Mergers and acquisitions have increasingly become a trend among banks as well as among newcomers. A key question for major banking institutions with the necessary resources is whether it’s worthwhile to buy new competition, either to absorb new functionality or to reduce the risk of heightened competition.
An analyst asked officials of Synovus if it made sense to consider deploying some of its wealth of cash by acquiring a fintech, especially a payments fintech. Synovus has an unusual history in that the payments giant Total System Services (TSYS) was part of the bank holding company until it was spun off. The analyst asked if that history made a fintech acquisition especially appealing.
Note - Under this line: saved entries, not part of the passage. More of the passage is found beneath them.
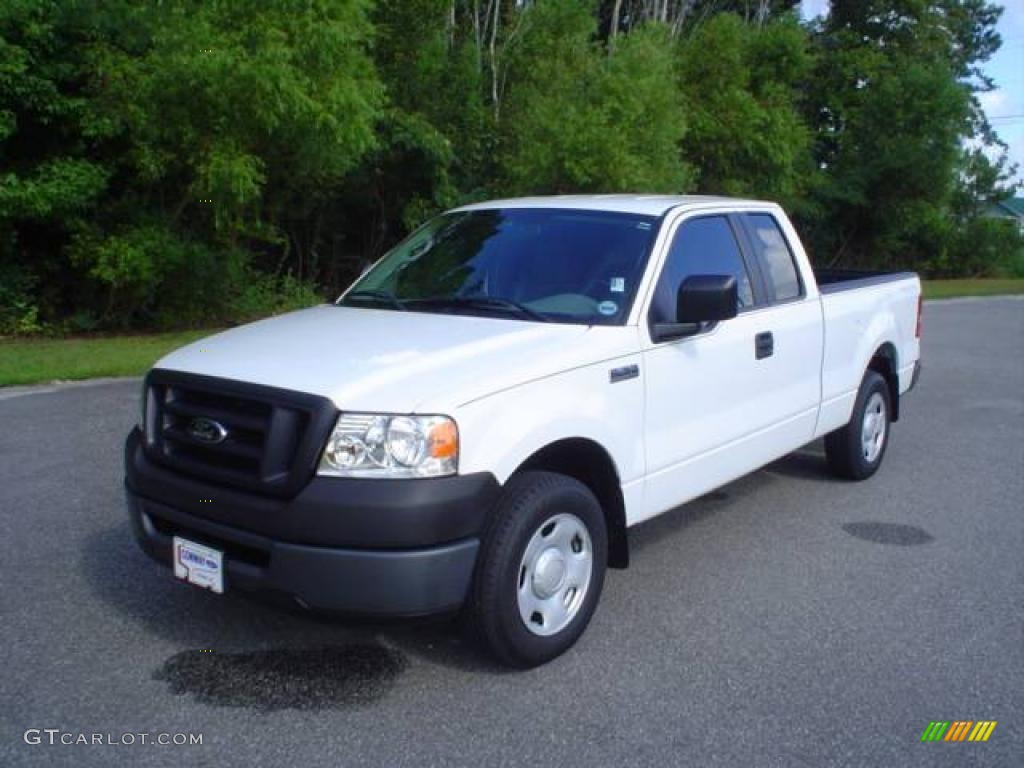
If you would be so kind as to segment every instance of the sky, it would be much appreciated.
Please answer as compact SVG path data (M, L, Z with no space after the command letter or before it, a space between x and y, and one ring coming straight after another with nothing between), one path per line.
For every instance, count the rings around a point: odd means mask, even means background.
M979 96L999 137L1008 145L1010 162L1017 164L1017 180L1024 182L1024 0L1003 0L997 30L1002 47L984 64L995 90ZM828 0L802 0L804 18L828 11ZM1021 190L1018 195L1024 194Z

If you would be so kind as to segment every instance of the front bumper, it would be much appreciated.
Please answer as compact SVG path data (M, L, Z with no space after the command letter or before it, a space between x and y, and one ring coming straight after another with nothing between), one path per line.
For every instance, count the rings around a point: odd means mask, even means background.
M311 480L271 499L172 472L134 430L125 489L139 545L170 568L174 536L224 552L227 590L320 611L417 616L457 609L499 486L490 474Z

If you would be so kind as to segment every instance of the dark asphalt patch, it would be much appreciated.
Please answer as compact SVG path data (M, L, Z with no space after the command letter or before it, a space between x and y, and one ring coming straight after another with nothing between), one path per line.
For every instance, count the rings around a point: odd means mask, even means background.
M898 547L913 547L935 541L924 528L900 523L847 523L843 530L858 539L872 544L895 544Z
M380 645L191 650L170 657L153 678L174 694L191 694L206 704L273 712L372 704L407 667L404 654Z

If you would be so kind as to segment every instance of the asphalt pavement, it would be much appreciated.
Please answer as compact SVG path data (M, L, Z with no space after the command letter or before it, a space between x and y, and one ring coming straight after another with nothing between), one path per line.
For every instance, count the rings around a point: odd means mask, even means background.
M529 672L174 582L123 511L138 383L0 390L0 765L1024 765L1024 301L928 304L924 364L873 479L812 445L632 529Z

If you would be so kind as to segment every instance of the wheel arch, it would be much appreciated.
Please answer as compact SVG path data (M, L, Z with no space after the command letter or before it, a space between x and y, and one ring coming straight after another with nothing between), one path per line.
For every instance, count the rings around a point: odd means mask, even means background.
M881 344L868 361L869 371L875 371L889 386L889 402L892 403L892 421L900 417L900 376L899 354L891 341Z
M618 469L604 446L585 437L562 438L534 451L513 474L526 470L557 472L587 486L601 505L608 526L608 566L629 565L625 499Z

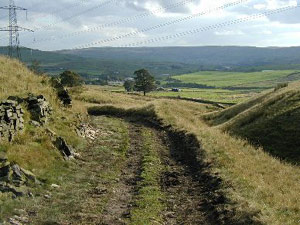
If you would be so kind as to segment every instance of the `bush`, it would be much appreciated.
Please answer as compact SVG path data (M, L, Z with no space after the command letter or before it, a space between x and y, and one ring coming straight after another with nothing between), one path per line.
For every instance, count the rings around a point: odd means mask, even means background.
M278 91L282 88L285 88L285 87L288 87L289 84L288 83L281 83L281 84L277 84L277 86L275 87L275 90L274 91Z
M83 84L83 79L73 71L65 71L60 74L61 84L67 87L77 87Z

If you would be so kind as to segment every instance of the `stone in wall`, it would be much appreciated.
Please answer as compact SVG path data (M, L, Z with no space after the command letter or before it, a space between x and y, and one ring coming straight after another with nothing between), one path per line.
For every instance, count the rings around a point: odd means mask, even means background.
M14 135L24 129L24 111L16 101L0 102L0 140L12 141Z
M25 99L28 104L28 111L31 113L31 119L41 124L45 124L52 114L52 108L43 95L29 96Z

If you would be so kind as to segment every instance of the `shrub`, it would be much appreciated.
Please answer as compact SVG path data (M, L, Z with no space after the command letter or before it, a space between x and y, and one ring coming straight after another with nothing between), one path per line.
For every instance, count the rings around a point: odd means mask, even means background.
M83 79L73 71L65 71L60 74L61 84L67 87L76 87L83 84Z
M285 88L285 87L288 87L289 84L288 83L281 83L281 84L277 84L277 86L275 87L275 90L274 91L278 91L282 88Z

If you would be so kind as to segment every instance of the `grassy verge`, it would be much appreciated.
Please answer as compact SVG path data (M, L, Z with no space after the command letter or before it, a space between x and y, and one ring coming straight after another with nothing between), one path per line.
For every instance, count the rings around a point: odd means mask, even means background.
M131 212L132 225L163 224L162 211L165 209L164 193L161 191L160 176L164 166L159 157L158 146L151 130L143 130L143 172L135 208Z

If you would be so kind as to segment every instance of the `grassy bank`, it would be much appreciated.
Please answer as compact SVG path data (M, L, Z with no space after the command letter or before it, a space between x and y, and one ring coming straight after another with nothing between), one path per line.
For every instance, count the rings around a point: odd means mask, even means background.
M0 57L0 101L9 96L28 97L29 94L44 95L53 108L53 114L45 127L34 127L29 123L30 114L25 110L25 129L18 133L9 143L2 139L0 154L5 155L10 162L33 172L42 185L38 185L34 194L40 195L44 188L52 183L59 183L69 169L68 163L53 145L46 128L65 138L76 151L80 152L86 145L85 140L76 135L75 127L80 122L78 114L82 107L66 109L56 97L56 92L49 85L48 77L38 76L16 60ZM84 116L82 116L83 118ZM11 200L10 194L0 193L0 221L14 214L14 209L26 205L26 201ZM28 202L30 202L28 200Z
M205 115L211 125L218 125L232 135L262 146L274 157L291 163L300 162L299 83L236 105L222 112Z

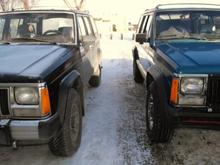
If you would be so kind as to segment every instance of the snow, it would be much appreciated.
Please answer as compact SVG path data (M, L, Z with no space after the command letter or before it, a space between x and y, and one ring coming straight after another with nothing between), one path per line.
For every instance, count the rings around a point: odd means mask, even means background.
M16 151L0 147L0 164L220 164L219 131L178 129L168 144L149 143L144 87L133 81L131 46L130 41L102 41L102 84L87 90L82 142L75 155L55 157L46 145Z

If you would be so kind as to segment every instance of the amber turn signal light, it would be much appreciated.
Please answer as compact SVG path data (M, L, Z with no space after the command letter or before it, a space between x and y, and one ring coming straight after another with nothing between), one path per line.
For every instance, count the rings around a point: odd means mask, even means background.
M46 116L50 113L50 97L47 88L41 89L41 115Z
M179 80L174 78L171 84L171 92L170 92L170 102L172 104L178 103L178 89L179 89Z

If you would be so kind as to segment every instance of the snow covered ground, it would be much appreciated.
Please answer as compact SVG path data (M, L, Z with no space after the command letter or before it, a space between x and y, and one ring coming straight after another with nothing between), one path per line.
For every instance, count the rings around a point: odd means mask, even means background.
M152 145L145 134L144 88L132 76L131 42L103 40L103 77L88 88L82 142L70 158L46 145L0 147L1 165L220 164L220 132L178 129L169 144Z

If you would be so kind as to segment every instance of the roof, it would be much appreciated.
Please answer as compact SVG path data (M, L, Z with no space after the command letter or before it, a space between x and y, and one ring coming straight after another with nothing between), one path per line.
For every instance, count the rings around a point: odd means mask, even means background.
M12 9L10 11L3 11L3 12L0 12L0 13L13 13L13 12L46 12L46 11L50 11L50 12L53 12L53 11L57 11L57 12L74 12L74 13L82 13L82 14L89 14L89 11L81 11L81 10L78 10L77 8L68 8L68 7L63 7L63 6L60 6L60 7L57 7L57 6L33 6L31 7L29 10L25 10L24 8L15 8L15 9Z
M65 11L75 11L76 8L68 8L65 6L32 6L29 10L65 10ZM22 8L13 8L12 11L26 11Z
M153 9L147 9L146 12L154 11L154 10L166 10L166 9L220 9L220 4L205 4L205 3L159 4Z

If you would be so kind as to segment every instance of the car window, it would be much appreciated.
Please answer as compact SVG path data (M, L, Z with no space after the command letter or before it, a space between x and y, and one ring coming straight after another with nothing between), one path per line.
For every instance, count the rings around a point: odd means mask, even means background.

Synovus CFO Jamie Gregory acknowledged the history, but said that such potential acquisition targets don’t always make sense in spite of compatibility.
( Read More: Fintech Buys Bank in Pursuit of Radical New Business Model )
“Often, when you look at the financials and the valuation, it’s challenging to make those work by bringing it into the bank,” said Gregory. “Generally, but not always, their valuation is based on their ability to sell their service to other banks. If you bring it in-house, it makes that difficult. The value to the buyer is a fraction of what the value is of that company when they can sell their services to anyone across the country.”
For Fifth Third’s Carmichael, each potential new digital activity becomes a “buy, partner or build” decision. His company’s choice hinges on multiple factors.
“We like to buy a capability if it’s already there,” says Carmichael, assuming the strategic fit is sound. “It’s the quicker way to get to market.”
If a capability isn’t for sale, then Fifth Third will consider a partnership. Building their own capability is the final option.
“That’s been our mindset over the last decade with respect to how we handle fintechs,” says Carmichael, “and how we address such opportunities.”